Characterized by a unity in conception and creation the tracks on this exceptional CD were actually recorded in both Houston and Wuppertal, Germany about a year apart. That they flow together so seamlessly can be attributed to the skill and technical smarts of the band members consisting of German analogue synthesizer player Thomas Lehn, plus, from the United Kingdom, percussionist Roger Turner and Tim Hodgkinson on lap steel guitar, electronics and clarinets.
Although still identified with the avant-rock band Henry Cow from his career beginnings, Hodgkinson’s musical situations since then have ranged from collaborations the Hyperion Ensemble founded by Romanian spectral composer Iancu Dumitrescu to Free Improvisation with the likes of Scottish drummer Ken Hyder and American multi-instrumentalist Milo Fine. Turner too flirted with rock, but is best- known for collaborations with top improvisers such as British vocalist Phil Minton, German trumpeter Birgit Ulher and American bassist/synthesizer player Alan Silva. Lehn started out as a jazz pianist, but has since adopting the synthesizer as his instrument has expressed his unique strategies with musicians ranging from Australian violinist Jon Rose and Austrian pianist Hannes Löschel to British saxophonist John Butcher.
“The Trees” is Konk Pack’s nearly 25 minute magnum opus here, which due to the performers’ skills allows you to almost sonically experience the tonality which is the forest, and individual improvisations, which are the trees.

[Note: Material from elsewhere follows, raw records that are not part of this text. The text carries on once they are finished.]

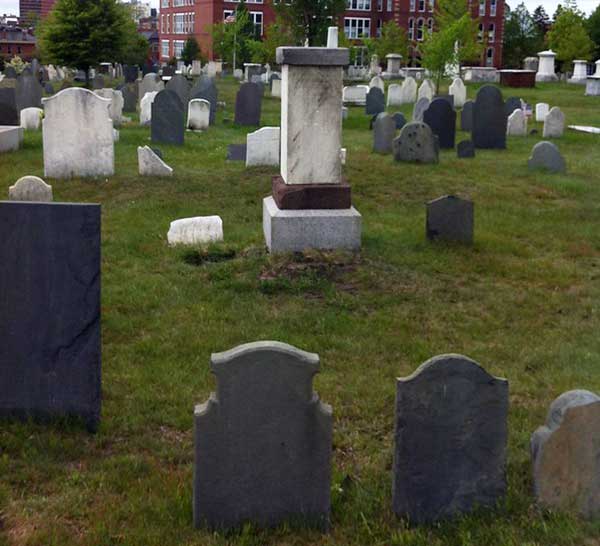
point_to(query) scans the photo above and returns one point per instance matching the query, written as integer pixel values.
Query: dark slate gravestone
(168, 118)
(206, 89)
(375, 102)
(450, 218)
(416, 142)
(441, 118)
(489, 119)
(248, 104)
(50, 319)
(400, 120)
(236, 152)
(9, 112)
(384, 132)
(466, 116)
(450, 439)
(262, 441)
(465, 149)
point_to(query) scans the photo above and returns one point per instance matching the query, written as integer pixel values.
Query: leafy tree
(190, 51)
(309, 19)
(83, 33)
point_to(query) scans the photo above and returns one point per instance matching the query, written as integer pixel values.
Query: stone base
(299, 230)
(311, 196)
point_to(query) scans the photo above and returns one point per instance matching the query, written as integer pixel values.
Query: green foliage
(308, 20)
(83, 33)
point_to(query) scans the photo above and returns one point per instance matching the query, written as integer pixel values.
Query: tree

Watchwords here are harsh, ratcheting and unyielding, as they would be in any endeavor involving wood. Yet the three manage to maintain some sensation of rustic copse along with the louder sawmill-style mechanism. As Lehn’s static loops and buzzes underneath, Hodgkinson’s distorted guitar reverb and singular plinks slink alongside Turner’s pitter-pattering and bell chafing. Despite an upsurge in tones issuing from the two electronic instruments, which resemble both spluttering voltage plus the manual winding of a clock, the percussionist creates enough space top hear the ping of a single wire brush on a cymbal and drum top smacks before his textures are subsumed under monotone buzzing from the synth and ferocious hand hammering on laptop guitar strings.
While the guitar lines are fortissimo and atonal, paradoxically Hodgkinson’s output consists of slurred fingering and crunchy frails matched by conveyer-belt whaps and processed loops from Lehn. Eventually though after a pause, as Turner’s hollow rebounds, cymbal shakes and chain rattles assert themselves, the dual nature of the improvisation becomes apparent. Paradiddles and slaps become as necessary for chromatic motion as scratches against unyielding objects and watery twists.
This electro-acoustic balance is also apparent throughout the rest of the CD, with each player affirming his basic human-ness no matter how mechanized the sounds appear. Thus “Saturn Bar” for instance has many aleatoric cymbal ruffs and guitar twangs filling spaces left by electronically impelled ray gun-like vibrations, church organ-like keyboard interface and signal processed whistles. With other pressing musical situations looming to occupy the time of trio members, a Konk Pack CD and/or live performance becomes that much more precious. Listening to The Black Hills goes a long way towards explaining why.